Mann recalls key advice from his last employer before starting his first company in the 1950s: When starting a business, figure out how much money it’s going to take, double it and then don’t go into business unless you have three times that amount.

Mann has learned to leverage technology to squeeze the most out of his 12-hour workdays. When he and wife Claude had to briefly move out of their Holmby Hills home a few years ago for renovations, Mann established a home office with teleconferencing capabilities at their second home in Las Vegas. He liked the setup so much that the couple continues to spend much of the year there. He commutes in a private jet to board meetings in Los Angeles and investor meetings on the East Coast.

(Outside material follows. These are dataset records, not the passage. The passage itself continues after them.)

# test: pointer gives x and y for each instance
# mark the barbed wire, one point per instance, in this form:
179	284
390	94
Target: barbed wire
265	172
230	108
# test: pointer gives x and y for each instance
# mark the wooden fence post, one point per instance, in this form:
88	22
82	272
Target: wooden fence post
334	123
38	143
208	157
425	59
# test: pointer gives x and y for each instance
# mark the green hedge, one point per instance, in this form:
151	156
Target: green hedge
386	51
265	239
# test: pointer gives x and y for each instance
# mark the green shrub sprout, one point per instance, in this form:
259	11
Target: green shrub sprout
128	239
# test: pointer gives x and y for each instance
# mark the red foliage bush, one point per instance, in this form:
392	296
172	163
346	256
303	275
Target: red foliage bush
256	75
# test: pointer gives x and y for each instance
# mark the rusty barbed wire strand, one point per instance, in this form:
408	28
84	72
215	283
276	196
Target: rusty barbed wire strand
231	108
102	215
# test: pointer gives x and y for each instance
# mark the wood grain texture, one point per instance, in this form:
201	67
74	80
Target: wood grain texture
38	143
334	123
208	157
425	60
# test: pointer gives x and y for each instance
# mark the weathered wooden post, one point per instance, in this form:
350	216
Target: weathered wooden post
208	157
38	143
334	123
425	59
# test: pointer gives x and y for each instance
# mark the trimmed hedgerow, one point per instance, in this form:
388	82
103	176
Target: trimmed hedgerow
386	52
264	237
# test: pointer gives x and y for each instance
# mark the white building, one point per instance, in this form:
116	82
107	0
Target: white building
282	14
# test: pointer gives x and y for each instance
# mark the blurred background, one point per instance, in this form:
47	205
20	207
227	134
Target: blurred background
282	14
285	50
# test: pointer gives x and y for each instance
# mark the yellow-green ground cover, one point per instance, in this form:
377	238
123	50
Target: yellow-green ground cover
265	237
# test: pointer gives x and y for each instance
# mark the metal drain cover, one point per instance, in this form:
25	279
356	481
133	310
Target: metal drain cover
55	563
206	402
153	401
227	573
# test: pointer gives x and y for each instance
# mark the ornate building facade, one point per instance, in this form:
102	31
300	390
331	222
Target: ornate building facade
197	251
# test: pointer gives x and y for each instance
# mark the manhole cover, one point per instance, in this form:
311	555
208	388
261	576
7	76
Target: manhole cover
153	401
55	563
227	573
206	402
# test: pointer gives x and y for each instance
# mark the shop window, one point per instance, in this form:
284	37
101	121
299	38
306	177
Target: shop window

Mann is thrice divorced and the father of seven children. He admits work commitments took a toll on his personal life over the years. But he now enjoys home-cooked meals with his wife as a welcome respite from a grueling schedule.

He’s tempted to power down. But he doesn’t know how. His wife has told him she wants a more boring life.

“And I’ve come to a point to where I’d like a little more boring life, too,” he said. “But I can’t see retiring.”